Le Taddabbor est un Taffakkor particulier, c’est un raisonnement qui correspond à la logique interne du Coran en étudiant ses Signes (Ayat) alors que le Taffakkor est un raisonnement sur les Signes de la Création (Ayat). Il s’agit de voir la Manifestation de Dieu à travers l’expression de l’unicité de ses Signes qui sont verbe et acte. Le Taddabor est la quête de Signes dans le contenu du Coran, c’est l’effort de comprendre le Coran par le Coran en construisant le réseau de sens entre les mots, les concepts, les énoncés et les contextes du Coran. Par le Taddabbor il y a un effort intellectuel qui libère l’intelligence de la lecture formaliste du Coran et qui fait impliquer la pensée, l’imagination et la mémoire dans une lecture dynamique, globale et signifiante faisant appel à la logique interne du Coran, à sa cohérence et à sa méthodologie singulière de dévoilement et de conjugaison des Signes à partir d’autres Signes.

{N’ont-ils donc point médité la Parole ou bien leur est-il parvenu ce qui n’est pas parvenu aux premiers de leurs ancêtres.} Al Anbiya 68

{C’est un Livre béni que Nous t’avons révélé afin qu’ils méditent ses signes, et afin que les doués d’entendement se rappellent.}  Sàd 29

{Nous avons facilité en fait le Coran pour la réflexion.

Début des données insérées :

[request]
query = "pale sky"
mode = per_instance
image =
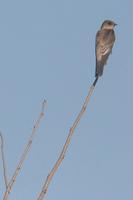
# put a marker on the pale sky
(47, 50)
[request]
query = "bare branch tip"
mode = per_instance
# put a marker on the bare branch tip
(44, 105)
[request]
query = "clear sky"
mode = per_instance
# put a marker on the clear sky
(47, 50)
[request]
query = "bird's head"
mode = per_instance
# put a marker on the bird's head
(108, 24)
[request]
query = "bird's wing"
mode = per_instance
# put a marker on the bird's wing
(104, 43)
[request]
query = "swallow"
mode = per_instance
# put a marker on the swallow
(105, 39)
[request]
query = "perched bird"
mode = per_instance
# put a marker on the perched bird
(105, 39)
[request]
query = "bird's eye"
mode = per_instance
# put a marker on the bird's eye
(109, 23)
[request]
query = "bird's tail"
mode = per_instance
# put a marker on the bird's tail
(99, 69)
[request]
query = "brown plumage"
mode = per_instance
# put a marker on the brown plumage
(105, 39)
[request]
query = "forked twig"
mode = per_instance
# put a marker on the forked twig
(3, 160)
(68, 140)
(25, 152)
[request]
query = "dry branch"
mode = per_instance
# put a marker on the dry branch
(68, 140)
(3, 160)
(25, 152)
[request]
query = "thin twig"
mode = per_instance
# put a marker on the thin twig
(25, 152)
(68, 140)
(3, 160)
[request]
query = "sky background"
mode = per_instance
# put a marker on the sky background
(47, 50)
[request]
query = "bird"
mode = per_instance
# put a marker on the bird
(105, 39)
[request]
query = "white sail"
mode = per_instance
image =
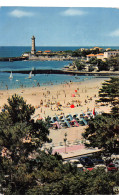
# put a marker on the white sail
(11, 76)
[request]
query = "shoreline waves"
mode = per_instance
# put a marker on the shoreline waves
(46, 100)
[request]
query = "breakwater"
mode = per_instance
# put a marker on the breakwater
(51, 71)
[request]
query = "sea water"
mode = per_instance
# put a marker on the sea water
(21, 80)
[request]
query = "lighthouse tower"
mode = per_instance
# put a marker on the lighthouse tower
(33, 51)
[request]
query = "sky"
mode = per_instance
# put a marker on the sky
(59, 26)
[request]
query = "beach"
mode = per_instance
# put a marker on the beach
(69, 98)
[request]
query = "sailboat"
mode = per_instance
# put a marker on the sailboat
(11, 76)
(30, 75)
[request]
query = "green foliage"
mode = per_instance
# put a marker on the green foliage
(102, 132)
(110, 93)
(26, 169)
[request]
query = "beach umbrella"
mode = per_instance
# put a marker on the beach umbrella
(73, 95)
(72, 106)
(94, 112)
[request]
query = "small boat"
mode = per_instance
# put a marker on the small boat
(11, 76)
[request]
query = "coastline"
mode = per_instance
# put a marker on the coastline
(57, 93)
(45, 99)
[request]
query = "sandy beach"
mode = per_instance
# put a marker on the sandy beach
(55, 100)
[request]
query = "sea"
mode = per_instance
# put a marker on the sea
(22, 81)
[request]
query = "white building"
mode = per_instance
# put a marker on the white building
(109, 54)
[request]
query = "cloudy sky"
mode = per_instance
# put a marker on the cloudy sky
(59, 26)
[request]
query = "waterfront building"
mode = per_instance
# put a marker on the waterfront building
(33, 51)
(109, 54)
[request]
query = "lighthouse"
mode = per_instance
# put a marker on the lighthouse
(33, 51)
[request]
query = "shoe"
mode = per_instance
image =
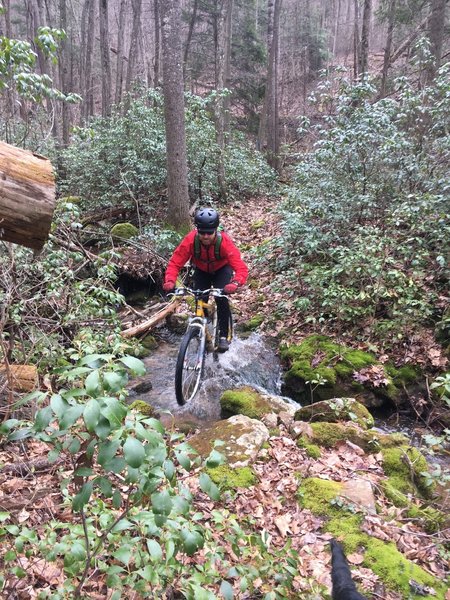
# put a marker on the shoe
(223, 345)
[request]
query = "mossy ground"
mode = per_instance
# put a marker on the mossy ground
(406, 469)
(320, 369)
(381, 557)
(244, 401)
(338, 409)
(124, 231)
(228, 478)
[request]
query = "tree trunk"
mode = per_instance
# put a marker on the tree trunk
(104, 55)
(27, 197)
(365, 33)
(120, 50)
(133, 56)
(189, 36)
(88, 107)
(436, 34)
(224, 16)
(157, 41)
(388, 47)
(356, 42)
(63, 74)
(173, 88)
(272, 138)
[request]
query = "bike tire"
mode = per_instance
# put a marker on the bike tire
(189, 366)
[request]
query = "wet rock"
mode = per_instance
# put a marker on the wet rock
(242, 437)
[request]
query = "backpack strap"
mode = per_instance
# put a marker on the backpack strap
(217, 245)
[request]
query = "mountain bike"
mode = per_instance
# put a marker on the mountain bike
(201, 337)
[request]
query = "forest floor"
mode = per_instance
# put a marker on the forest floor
(30, 487)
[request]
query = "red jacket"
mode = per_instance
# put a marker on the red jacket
(229, 255)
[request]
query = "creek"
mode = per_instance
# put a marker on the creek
(249, 361)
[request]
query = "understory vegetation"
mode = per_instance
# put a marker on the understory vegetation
(364, 243)
(361, 254)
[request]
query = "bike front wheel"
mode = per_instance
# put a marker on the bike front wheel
(189, 367)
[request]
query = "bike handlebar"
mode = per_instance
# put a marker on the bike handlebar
(185, 291)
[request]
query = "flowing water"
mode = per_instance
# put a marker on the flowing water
(249, 361)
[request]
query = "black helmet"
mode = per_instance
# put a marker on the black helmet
(206, 220)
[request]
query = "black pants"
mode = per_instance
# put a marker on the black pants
(220, 278)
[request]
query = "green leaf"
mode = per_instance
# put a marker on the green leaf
(71, 416)
(169, 469)
(92, 384)
(184, 460)
(114, 381)
(154, 550)
(192, 541)
(106, 451)
(161, 503)
(135, 365)
(82, 498)
(103, 428)
(226, 589)
(43, 418)
(114, 411)
(59, 406)
(91, 414)
(209, 487)
(215, 459)
(134, 452)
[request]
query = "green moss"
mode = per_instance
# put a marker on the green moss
(382, 558)
(253, 323)
(229, 479)
(406, 469)
(149, 342)
(244, 401)
(402, 375)
(431, 519)
(124, 231)
(338, 409)
(143, 408)
(312, 450)
(316, 495)
(318, 357)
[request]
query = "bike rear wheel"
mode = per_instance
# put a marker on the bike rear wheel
(189, 367)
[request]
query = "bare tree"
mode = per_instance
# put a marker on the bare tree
(120, 50)
(173, 88)
(365, 32)
(388, 46)
(269, 125)
(436, 27)
(133, 56)
(104, 54)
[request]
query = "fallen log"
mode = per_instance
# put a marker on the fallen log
(27, 197)
(21, 378)
(154, 320)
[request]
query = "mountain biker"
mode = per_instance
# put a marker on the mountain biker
(217, 262)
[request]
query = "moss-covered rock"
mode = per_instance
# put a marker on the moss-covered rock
(251, 403)
(149, 342)
(243, 437)
(321, 369)
(431, 519)
(253, 323)
(328, 435)
(228, 478)
(381, 557)
(143, 408)
(124, 231)
(407, 470)
(337, 409)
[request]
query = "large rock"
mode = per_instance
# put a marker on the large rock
(243, 438)
(248, 401)
(334, 410)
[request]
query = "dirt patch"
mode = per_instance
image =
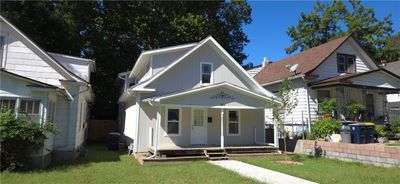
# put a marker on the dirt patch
(283, 162)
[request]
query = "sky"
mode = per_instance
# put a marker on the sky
(271, 20)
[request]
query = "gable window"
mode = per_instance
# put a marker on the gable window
(233, 122)
(346, 63)
(7, 104)
(206, 73)
(31, 108)
(173, 121)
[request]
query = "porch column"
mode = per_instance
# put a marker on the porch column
(222, 128)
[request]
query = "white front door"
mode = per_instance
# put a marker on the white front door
(199, 126)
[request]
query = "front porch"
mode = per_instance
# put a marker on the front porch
(369, 89)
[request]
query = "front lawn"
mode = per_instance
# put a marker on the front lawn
(102, 166)
(324, 170)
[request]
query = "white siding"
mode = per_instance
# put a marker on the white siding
(186, 74)
(299, 113)
(23, 61)
(329, 67)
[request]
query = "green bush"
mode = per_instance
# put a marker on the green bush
(324, 128)
(395, 124)
(327, 106)
(380, 131)
(19, 138)
(354, 109)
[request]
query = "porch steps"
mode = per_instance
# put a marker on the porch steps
(215, 154)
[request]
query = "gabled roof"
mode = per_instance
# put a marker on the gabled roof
(223, 52)
(204, 88)
(307, 60)
(43, 54)
(344, 79)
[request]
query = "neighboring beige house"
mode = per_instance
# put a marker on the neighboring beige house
(193, 95)
(338, 69)
(47, 87)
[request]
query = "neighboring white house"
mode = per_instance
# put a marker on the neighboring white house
(47, 87)
(191, 95)
(338, 69)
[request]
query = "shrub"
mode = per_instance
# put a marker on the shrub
(395, 124)
(354, 109)
(380, 131)
(19, 138)
(327, 106)
(324, 128)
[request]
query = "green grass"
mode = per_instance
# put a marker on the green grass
(102, 166)
(324, 170)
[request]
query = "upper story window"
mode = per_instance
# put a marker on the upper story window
(2, 49)
(346, 63)
(206, 73)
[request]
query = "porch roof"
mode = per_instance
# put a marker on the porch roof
(383, 79)
(219, 95)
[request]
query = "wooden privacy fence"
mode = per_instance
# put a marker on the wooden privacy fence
(99, 129)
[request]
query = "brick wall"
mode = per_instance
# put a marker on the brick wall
(376, 154)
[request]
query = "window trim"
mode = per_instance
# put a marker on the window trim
(227, 123)
(179, 122)
(211, 74)
(346, 63)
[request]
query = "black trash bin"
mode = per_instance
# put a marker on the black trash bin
(113, 140)
(362, 133)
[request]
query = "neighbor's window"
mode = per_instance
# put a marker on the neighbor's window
(2, 43)
(7, 104)
(173, 121)
(233, 122)
(31, 108)
(206, 73)
(346, 63)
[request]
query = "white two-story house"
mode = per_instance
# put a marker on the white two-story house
(339, 69)
(192, 95)
(46, 87)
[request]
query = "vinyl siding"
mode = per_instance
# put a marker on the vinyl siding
(186, 74)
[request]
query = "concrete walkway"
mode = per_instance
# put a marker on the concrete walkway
(258, 173)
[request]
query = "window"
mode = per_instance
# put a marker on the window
(206, 73)
(173, 121)
(233, 123)
(31, 108)
(323, 95)
(346, 63)
(2, 44)
(7, 104)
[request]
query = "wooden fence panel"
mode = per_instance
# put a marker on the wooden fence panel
(99, 129)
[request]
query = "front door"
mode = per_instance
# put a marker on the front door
(199, 126)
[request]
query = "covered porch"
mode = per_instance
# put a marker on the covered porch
(218, 118)
(369, 89)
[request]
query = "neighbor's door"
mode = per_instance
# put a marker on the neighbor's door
(199, 127)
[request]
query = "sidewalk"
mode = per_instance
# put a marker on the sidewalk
(258, 173)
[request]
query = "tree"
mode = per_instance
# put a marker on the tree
(328, 21)
(115, 33)
(286, 104)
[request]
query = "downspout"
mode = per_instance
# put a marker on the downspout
(157, 131)
(308, 104)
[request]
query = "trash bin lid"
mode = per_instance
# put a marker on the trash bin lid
(114, 133)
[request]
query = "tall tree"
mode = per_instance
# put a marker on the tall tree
(330, 20)
(114, 33)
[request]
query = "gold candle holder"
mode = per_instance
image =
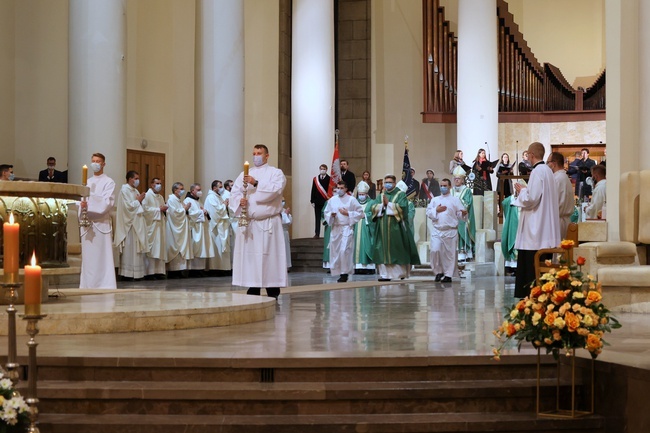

Y a-t-il donc quelqu’un qui réfléchisse ?} Al Qamar 32

Le Prophète (saws) demandait aux Compagnons d’étudier, d’analyser et de méditer le Coran :

 

أعربوا القرآن والتمسوا غرائبه

« Perfectionnez-vous dans l’étude de la syntaxe (et de la sémantique) du Coran puis chercher à atteindre ses joyaux ».

Nous sommes amenés à lire le Coran comme s’il avait été révélé à nous sans intermédiaire. Nous sommes invités à méditer les dire d’Allah, des Anges, des Prophètes, de Pharaon et des négateurs de la vérité pour que nous puissions dire en notre âme et conscience : Que va me dire Allah le Jour de la Rencontre ? Que vais-je Lui dire ce jour-là ? Que dois-je dire ici dans chaque opportunité de vie et dans chaque lieu d’existence, comment le dire, pourquoi le dire ainsi et pas autrement ?

Dire est une grande responsabilité qui s’éduque, se cultive et s’assume. La multiplicité des dires et les nuances de leurs significations sont la démarche pédagogique du Coran pour éduquer le Croyant à assumer ses responsabilités et à garder en éveil les facultés qu’Allah a déposées en lui :

{N’affirme pas ce dont tu n’as aucune connaissance, car de l’ouïe, de la vue, du cœur, et de tout ceci, l’homme aura à en rendre compte.} Al Isra 36

Dans une série d’articles sur le verbe dire, je vais tenter de livrer quelques pistes de réflexions sur le sens des dires coraniques et dans la foulée, à la lumière du Coran et de l’expérience de la vie, je vais me permettre de pointer quelques traits de notre réalité.